И вот Дюма оседлал нос «Рубина»; в одной руке молоток, другая держится за сетерез. Рикуль прильнул к перископу. Ему хотелось проследить, что будет с этим безумцем в бурном водовороте, который возникает при погружении. Сперва он увидел, как водяной вихрь обрушился на ноги Диди, силясь сорвать с него ласты. Затем «всадник» весь исчез под водой, однако он крепко держался на месте, выпуская к боевой рубке цепочку пузырьков. Рикуль поражался: как может Дюма противостоять такому мощному напору! Но факт был налицо. Уйдя на глубину перископа, «Рубин» двинулся вдоль коридора.

Стоя на своем посту в холодной воде на дне моря, в центре размеченного нами коридора, я чувствовал себя заброшенным и одиноким.
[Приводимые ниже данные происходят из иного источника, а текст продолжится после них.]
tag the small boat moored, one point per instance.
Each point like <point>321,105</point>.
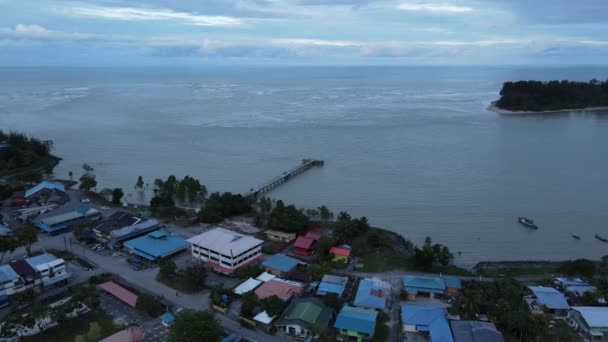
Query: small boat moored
<point>601,238</point>
<point>527,222</point>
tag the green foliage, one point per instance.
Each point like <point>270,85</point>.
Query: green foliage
<point>195,326</point>
<point>217,207</point>
<point>22,151</point>
<point>287,219</point>
<point>249,302</point>
<point>430,255</point>
<point>117,194</point>
<point>501,301</point>
<point>553,95</point>
<point>272,305</point>
<point>578,267</point>
<point>87,182</point>
<point>150,305</point>
<point>26,236</point>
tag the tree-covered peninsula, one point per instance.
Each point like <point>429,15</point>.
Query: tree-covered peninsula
<point>536,96</point>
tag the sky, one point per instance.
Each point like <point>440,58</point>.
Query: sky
<point>318,32</point>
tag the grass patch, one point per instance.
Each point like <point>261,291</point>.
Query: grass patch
<point>77,326</point>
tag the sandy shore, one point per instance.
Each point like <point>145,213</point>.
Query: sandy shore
<point>495,109</point>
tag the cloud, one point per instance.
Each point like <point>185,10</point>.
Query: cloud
<point>36,32</point>
<point>313,42</point>
<point>143,14</point>
<point>435,8</point>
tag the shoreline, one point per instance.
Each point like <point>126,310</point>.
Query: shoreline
<point>495,109</point>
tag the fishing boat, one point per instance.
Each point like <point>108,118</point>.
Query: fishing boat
<point>527,222</point>
<point>601,238</point>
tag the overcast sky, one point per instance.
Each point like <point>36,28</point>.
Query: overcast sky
<point>402,32</point>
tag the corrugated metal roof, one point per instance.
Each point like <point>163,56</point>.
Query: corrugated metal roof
<point>281,262</point>
<point>372,293</point>
<point>44,185</point>
<point>7,274</point>
<point>246,286</point>
<point>120,292</point>
<point>475,331</point>
<point>549,297</point>
<point>357,319</point>
<point>595,316</point>
<point>158,247</point>
<point>415,284</point>
<point>428,318</point>
<point>225,241</point>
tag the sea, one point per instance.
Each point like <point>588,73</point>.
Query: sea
<point>414,149</point>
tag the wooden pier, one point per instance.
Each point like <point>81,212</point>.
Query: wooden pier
<point>286,176</point>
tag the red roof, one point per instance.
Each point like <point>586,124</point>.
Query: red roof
<point>340,251</point>
<point>277,288</point>
<point>303,242</point>
<point>313,235</point>
<point>120,292</point>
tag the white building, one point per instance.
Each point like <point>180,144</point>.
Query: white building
<point>225,250</point>
<point>51,269</point>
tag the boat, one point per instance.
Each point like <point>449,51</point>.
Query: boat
<point>601,238</point>
<point>527,222</point>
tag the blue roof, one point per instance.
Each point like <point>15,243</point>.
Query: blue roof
<point>4,230</point>
<point>325,288</point>
<point>549,297</point>
<point>357,319</point>
<point>44,185</point>
<point>370,296</point>
<point>415,284</point>
<point>7,273</point>
<point>453,282</point>
<point>428,318</point>
<point>155,247</point>
<point>40,259</point>
<point>167,318</point>
<point>281,262</point>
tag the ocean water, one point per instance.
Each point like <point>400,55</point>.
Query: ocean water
<point>413,148</point>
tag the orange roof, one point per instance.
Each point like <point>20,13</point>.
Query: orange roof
<point>120,292</point>
<point>303,242</point>
<point>277,288</point>
<point>340,251</point>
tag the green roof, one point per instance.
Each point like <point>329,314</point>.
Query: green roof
<point>308,312</point>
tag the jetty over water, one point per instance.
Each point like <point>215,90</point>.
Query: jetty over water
<point>286,176</point>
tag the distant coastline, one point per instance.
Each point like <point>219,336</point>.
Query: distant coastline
<point>496,109</point>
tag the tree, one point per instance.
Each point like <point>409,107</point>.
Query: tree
<point>140,182</point>
<point>117,195</point>
<point>578,267</point>
<point>26,236</point>
<point>272,305</point>
<point>249,301</point>
<point>195,326</point>
<point>194,278</point>
<point>8,244</point>
<point>94,332</point>
<point>87,182</point>
<point>325,213</point>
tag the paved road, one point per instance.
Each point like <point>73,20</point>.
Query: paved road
<point>145,279</point>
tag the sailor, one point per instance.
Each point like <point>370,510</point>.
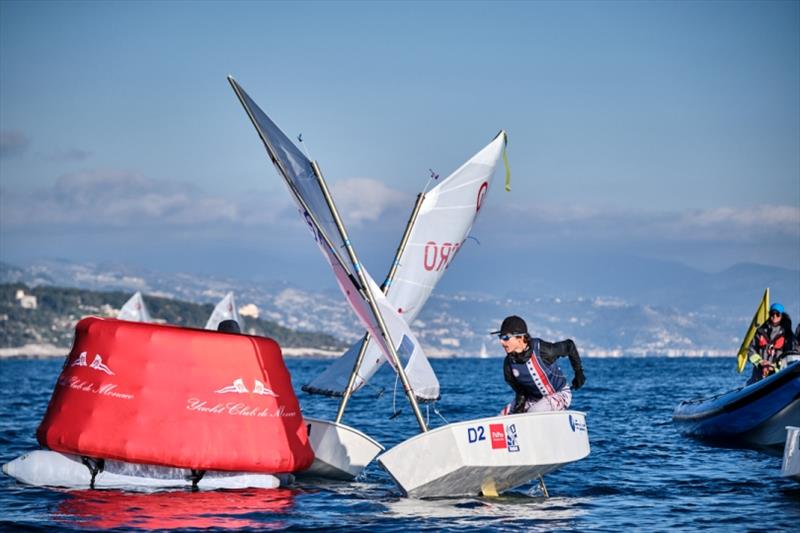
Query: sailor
<point>772,339</point>
<point>531,369</point>
<point>229,326</point>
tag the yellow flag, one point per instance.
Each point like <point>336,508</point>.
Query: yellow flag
<point>761,316</point>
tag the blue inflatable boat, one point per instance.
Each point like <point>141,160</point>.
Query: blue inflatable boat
<point>755,415</point>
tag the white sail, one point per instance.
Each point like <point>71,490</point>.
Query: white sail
<point>135,310</point>
<point>225,310</point>
<point>298,173</point>
<point>445,219</point>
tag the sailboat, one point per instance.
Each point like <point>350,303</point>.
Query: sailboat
<point>135,310</point>
<point>224,310</point>
<point>437,229</point>
<point>463,458</point>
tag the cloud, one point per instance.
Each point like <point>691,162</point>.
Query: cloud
<point>361,200</point>
<point>13,143</point>
<point>73,154</point>
<point>109,198</point>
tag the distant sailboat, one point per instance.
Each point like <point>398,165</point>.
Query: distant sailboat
<point>135,310</point>
<point>225,310</point>
<point>438,227</point>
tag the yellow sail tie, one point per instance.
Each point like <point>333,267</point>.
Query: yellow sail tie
<point>761,316</point>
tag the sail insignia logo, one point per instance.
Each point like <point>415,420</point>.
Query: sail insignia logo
<point>238,386</point>
<point>504,437</point>
<point>497,432</point>
<point>511,438</point>
<point>576,425</point>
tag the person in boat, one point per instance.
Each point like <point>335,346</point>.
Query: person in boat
<point>531,369</point>
<point>229,326</point>
<point>772,340</point>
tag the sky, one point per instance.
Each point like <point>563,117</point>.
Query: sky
<point>662,130</point>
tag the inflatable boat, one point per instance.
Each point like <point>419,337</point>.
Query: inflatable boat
<point>754,415</point>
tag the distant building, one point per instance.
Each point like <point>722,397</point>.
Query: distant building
<point>250,310</point>
<point>26,301</point>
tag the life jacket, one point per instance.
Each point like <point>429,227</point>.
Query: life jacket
<point>537,378</point>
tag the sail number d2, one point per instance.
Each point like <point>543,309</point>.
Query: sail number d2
<point>439,256</point>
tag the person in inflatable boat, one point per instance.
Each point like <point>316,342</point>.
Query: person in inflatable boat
<point>531,369</point>
<point>773,339</point>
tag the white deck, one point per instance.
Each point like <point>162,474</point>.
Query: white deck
<point>487,456</point>
<point>791,453</point>
<point>340,452</point>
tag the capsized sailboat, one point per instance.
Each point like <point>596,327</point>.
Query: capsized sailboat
<point>332,441</point>
<point>135,310</point>
<point>224,310</point>
<point>439,225</point>
<point>389,329</point>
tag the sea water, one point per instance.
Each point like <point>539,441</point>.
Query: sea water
<point>641,473</point>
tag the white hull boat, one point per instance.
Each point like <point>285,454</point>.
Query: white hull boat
<point>340,452</point>
<point>487,456</point>
<point>791,453</point>
<point>46,468</point>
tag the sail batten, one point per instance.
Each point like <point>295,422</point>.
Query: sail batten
<point>307,187</point>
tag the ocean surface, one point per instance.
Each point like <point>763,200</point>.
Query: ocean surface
<point>641,473</point>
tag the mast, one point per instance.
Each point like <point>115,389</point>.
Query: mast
<point>348,391</point>
<point>370,299</point>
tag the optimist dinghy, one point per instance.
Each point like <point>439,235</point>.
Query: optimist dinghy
<point>791,453</point>
<point>381,319</point>
<point>340,452</point>
<point>439,225</point>
<point>46,468</point>
<point>487,456</point>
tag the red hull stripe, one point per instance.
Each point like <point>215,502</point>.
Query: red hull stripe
<point>540,376</point>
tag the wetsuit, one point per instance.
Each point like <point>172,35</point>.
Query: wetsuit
<point>537,380</point>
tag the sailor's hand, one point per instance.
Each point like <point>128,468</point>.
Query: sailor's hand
<point>579,380</point>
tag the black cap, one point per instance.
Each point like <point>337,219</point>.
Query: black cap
<point>229,326</point>
<point>512,325</point>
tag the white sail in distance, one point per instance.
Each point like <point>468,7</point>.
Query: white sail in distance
<point>445,219</point>
<point>224,310</point>
<point>299,176</point>
<point>134,310</point>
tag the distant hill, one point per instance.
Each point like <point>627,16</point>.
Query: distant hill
<point>58,309</point>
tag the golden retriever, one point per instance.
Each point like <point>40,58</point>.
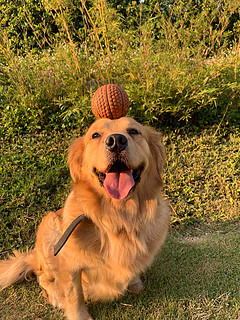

У меня не было компаса, а под водой чувство направления пропадает, поэтому я вертелся, как флюгер, высматривая «Рубин». Задолго до того, как лодка появилась в поле моего зрения, я услышал шум моторов. Словно со всех сторон доносился гул подводного завода. Чем сильнее звук, тем больше я волновался.

Дюма первый меня заметил; за девяносто футов он увидел мои пузырьки. Тут и я его обнаружил: на громадном носу подводного судна, словно талисман, сидела маленькая потешная фигурка. Он стукнул молотком по корпусу, подавая сигнал, и все мои тревоги рассеялись. Казалось, мимо меня промчался кит! Мелькнули его бока, и первый футляр упал со стуком в десяти футах от моего поста, подняв облачко ила.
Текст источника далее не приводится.